A recent such instance is the “Hispanic Health Paradox” in which Hispanics in North America enjoy better health and live longer than Anglos. For example, the table on page 11 shows that Hispanic females have 2.7 more years of expectation of life at birth than do Anglo females, 83.1 to 80.4 years. If poverty is the cause of health disparities, how can this be?
An older instance is the “Black-White Crossover” in mortality between US Black and White populations. In North America death rates for Whites are notoriously lower than death rates for Blacks, so that the expectation of life at birth is about five years greater for Whites. This generalization holds at every age up to 70 to 80 at which times the hazard of death curves cross. Eighty year old Blacks live longer, on average, that 80 year old whites. A classic treatment is the monograph by Manton and Stallard (1984). Much effort by demographers has been directed at wishing this away but they just can’t get rid of it. Indeed, today a Google Scholar search of “Black White Crossover” returns a recent paper about breast cancer: Black women have a higher annual risk before about age 50 and a lower annual risk after that age.
A few years ago Renee Pennington and I (Pennington and Harpending 1993) did a lot of ethnographic research among Herero, about whom I often write in this blog. They are prosperous Bantu-speaking ranchers in the northern Kalahari of Namibia and Botswana. Unique in Africa, they have a system in which every year is given a name.

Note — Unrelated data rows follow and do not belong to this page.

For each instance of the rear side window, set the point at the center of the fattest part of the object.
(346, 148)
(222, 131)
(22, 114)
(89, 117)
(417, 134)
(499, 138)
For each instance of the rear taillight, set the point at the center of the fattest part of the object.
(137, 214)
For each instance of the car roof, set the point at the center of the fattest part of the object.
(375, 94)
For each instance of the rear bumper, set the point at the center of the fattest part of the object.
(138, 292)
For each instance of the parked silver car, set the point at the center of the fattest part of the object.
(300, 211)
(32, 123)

Everyone knows not only the name of the year of his or her birth, they know the birth year names of their parent and grandparents and occasionally even further back. Herero are family fanatics, and you would know the birth years of your friends in the same way that in North America you are likely to know the middle names of your friends. In line with other posts at this blog about Herero, “family” has nothing much to do with marriage, and hardly anyone knew years of marriages and divorces. Year names are known back to the early nineteenth century.

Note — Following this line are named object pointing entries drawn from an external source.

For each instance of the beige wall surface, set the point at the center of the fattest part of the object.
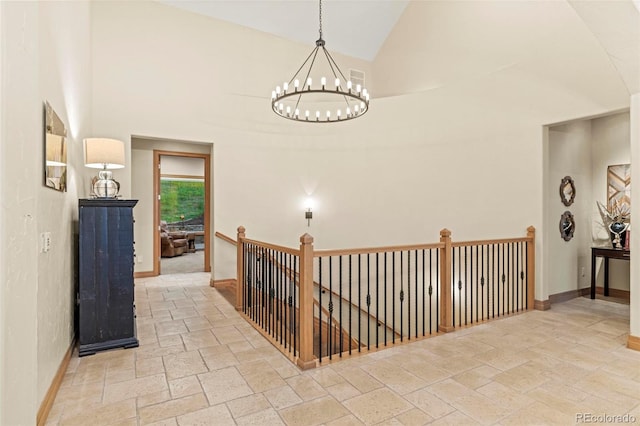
(460, 94)
(635, 212)
(583, 149)
(569, 155)
(610, 145)
(45, 56)
(465, 153)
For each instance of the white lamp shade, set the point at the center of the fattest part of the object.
(102, 153)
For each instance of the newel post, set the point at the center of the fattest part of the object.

Few Herero know how the year names map to calendar years, but there are specialists who curate year name lists. An informant might tell me that his grandfather was born in “onburra ojomevaomengi”, year of heavy rains. I could look it up in my copy of the name list and find it was 1854.
North American data about the crossover come from censuses mostly. How many 85 year olds were there in the state last year and how many deaths of 85 year olds? We were able to take advantage of the year system to estimate mortality statistics from family history interviews. We used life history information from living people and patched in information from partial lifetimes of other family members using a Kaplan-Meier kind of procedure. Details are in the book. At any rate our information was completely different in kind from census data from large North American populations. Both have weaknesses, and it is interesting to compare our estimated hazard of death curves with census results. Here are the estimated curves for US White and Herero males and females: The pattern, for what it is worth, is a great exaggeration of the North American pattern: the crossover occurs way earlier in the lifespan.

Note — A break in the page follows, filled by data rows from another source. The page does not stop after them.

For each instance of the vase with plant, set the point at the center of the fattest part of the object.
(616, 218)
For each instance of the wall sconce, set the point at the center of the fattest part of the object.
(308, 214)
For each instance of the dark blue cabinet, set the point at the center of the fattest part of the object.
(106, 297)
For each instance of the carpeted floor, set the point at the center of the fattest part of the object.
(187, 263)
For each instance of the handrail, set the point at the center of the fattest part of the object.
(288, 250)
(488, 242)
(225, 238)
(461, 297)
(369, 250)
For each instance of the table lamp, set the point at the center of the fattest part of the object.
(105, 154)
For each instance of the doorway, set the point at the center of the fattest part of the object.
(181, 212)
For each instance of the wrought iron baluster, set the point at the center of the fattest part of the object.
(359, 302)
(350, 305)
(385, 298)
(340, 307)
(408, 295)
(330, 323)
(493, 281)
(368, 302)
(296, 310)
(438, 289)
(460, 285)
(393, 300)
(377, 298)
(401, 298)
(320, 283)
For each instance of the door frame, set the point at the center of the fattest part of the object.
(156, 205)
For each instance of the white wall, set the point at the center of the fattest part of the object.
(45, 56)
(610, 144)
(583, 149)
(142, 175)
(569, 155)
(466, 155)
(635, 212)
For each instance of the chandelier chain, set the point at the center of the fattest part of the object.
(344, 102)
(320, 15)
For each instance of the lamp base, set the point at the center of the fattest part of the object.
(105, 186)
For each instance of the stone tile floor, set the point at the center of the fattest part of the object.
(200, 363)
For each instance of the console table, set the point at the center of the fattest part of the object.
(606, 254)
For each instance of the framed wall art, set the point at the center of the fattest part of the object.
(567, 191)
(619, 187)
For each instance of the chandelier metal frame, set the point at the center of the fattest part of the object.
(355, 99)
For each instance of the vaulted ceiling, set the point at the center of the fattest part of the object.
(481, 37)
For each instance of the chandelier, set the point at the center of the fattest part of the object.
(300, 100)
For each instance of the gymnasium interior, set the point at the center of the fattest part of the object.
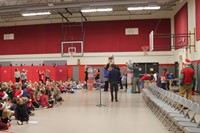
(69, 38)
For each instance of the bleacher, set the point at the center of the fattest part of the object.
(175, 112)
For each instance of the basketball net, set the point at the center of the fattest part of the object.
(145, 49)
(71, 53)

We have a brief discussion of the phenomenon in the book but we have never looked any further into the matter. I have been meaning to put a graduate student on the issue for years but I always forget. At any rate we did a quick and dirty sampling of world censuses and produced this scatter plot. The horizontal axis is expectation of life at birth, longer lifespans going east. The vertical axis plots the probability that a 75 year old will live to 80, higher survival from 75 to 80 going north. There is a lot of scatter but there is an interesting regularity. African populations are the furthest north, European populations in the middle, Asian populations at the bottom. At oldest ages African live the longest, Europeans are intermediate, and Asians have the shortest remaining lifespans.
This needs to be looked into. BTW the point with label “Botswana census 1981” is raw data from the census. What national censuses do in much of the world is cook their data until they follow like a standard generic European pattern. There are, after all, no biological differences between populations: we all know this as a sacred truth. The data point from the Botswana census is data before cooking: you will not see it in the final census product.
Next, is the African pattern of aging related to late age at paternity?
Manton, Kenneth G., and Eric Stallard. 1984. Recent Trends in Mortality Analysis. New York: Academic Press.
Pennington, R., and H. Harpending. 1993. The structure of an African pastoralist community: demography, history, and ecology of the Ngamiland Herero. Clarendon press.